Some years ago I knelt in the prayer room of the church I was then pastoring and began my Monday morning prayer time by saying, "Lord, You are wonderful. I love You more than life itself." Inwardly the Spirit rebuked me and said, "You liar. You're mad at God."

That was truth. On the preceding day I felt that God had been very unfair with me in some things that had happened in the Sunday morning service, and I was seething with anger. Caught off guard, I heard myself say, "You're right. I am angry with God, and for good reason." I then went on to explain the reason for my anger, and since I expected Divine judgment to be poured out on me almost immediately, I dragged out all the previous actions of God that had angered me, and aired them.

When I had finished, the Spirit asked, "Is that all?"

"That's all I can think of right now," I answered rather meekly.

"Well, Judson, the Spirit said, "that's the most honest prayer you have prayed so far this year."

I discovered that God would rather have me explode at Him in anger, if that is honestly what is in me, than to pretend to have loving throughts and feelings for Him. As long as I covered my feelings, God could do nothing about them, but when I expressed them, I opened myself for forgiveness, healing, and adjustment of attitude.

If a marriage is going to survive, the husband and wife must learn to speak honestly rather than to hide and repress their feelings.
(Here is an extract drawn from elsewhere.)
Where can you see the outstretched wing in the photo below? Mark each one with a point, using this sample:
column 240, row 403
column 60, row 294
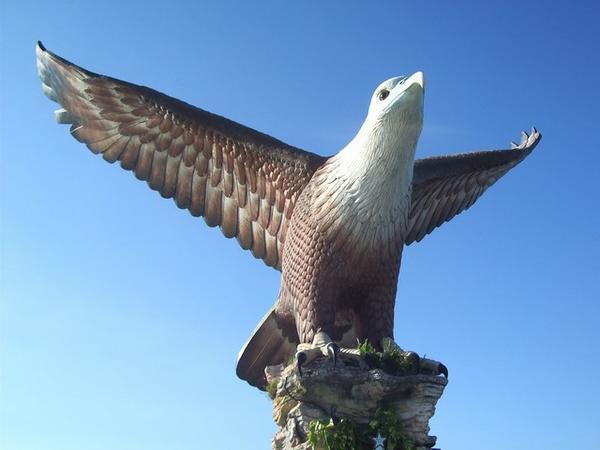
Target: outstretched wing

How much more are honesty of heart and transparency of life necessary if we are to maintain a loving relationship with God?

Religion seems to offer us cloaks and masks behind which to hide, but Jesus dares us to come out from behind everything that would conceal the true "us" and come to Him in complete truth. Perhaps the main reason there is so little truth in worship is that so few have found sufficient freedom to deal with truth.

"Jesus said to those Jews who believed Him, 'If you abide in My word, you are My disciples indeed. And you shall know the truth, and the truth shall make you free'" (John 8:31-32). We learn the truth by being around the truth. Attention to God's Word will free us to accept what God says about us and to say that back to God in times of worship.

Truth may come out sounding more crude than learned religious phrases, but Jesus said that the acid test for pure worship is truth. God prefers a truthful expression, however, crude it may sound, above the flowery prayer of an untrue heart.

Since worship is far more than mind-set, Jesus taught us that expressions of worship must be directed to the Father from a person's spirit in a truthful manner. This offers the worshipper a high level of release in God's presence.